In June 2024, to test the discrimination of wavelength vs. brightness cues in the spectral band where colour vision capability was not expected (420–600 nm), the same protocol was used with further 10 beetles (5 females, 5 males collected from the field) per each colour (blue (470 nm) and yellow (590 nm)). Tests included green (530 nm) vs. blue and yellow using a 1:4 ratio.

In the tests light versus no light, all the individuals chose the lit arm (either green or UV), therefore a linear model was employed to assess the time needed to reach the light source (response variable) in relation to the light colour (categorical variable with two levels: green or UV), the sex (categorical variable with two levels: female or male), and their interaction. The response variable was log-transformed to improve model linearity.

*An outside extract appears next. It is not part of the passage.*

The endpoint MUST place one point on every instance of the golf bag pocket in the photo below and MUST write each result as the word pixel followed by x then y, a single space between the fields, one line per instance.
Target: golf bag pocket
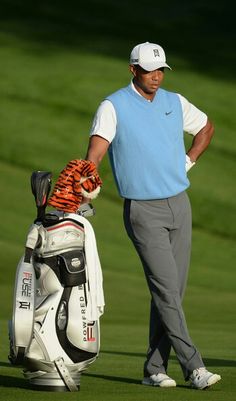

In the tests green versus UV light, a Pearson chi-square test was used to test the preference toward a light source for each quantal flux ratio. Since in all tests the preference toward UV light was between 95 and 100%, a linear model was employed to assess the time needed to reach the UV light source in relation to the sex, the quantal flux ratio (categorical variable with three levels of UV to green ratio, i.e., 1:1, 1:4 or 1:16), and their interaction.

Pairwise multiple comparisons were performed using adjusted p-values with Tukey correction. The significance level used was alpha = 0.05. Statistical analyses were performed using the R software (R Core Team 2021).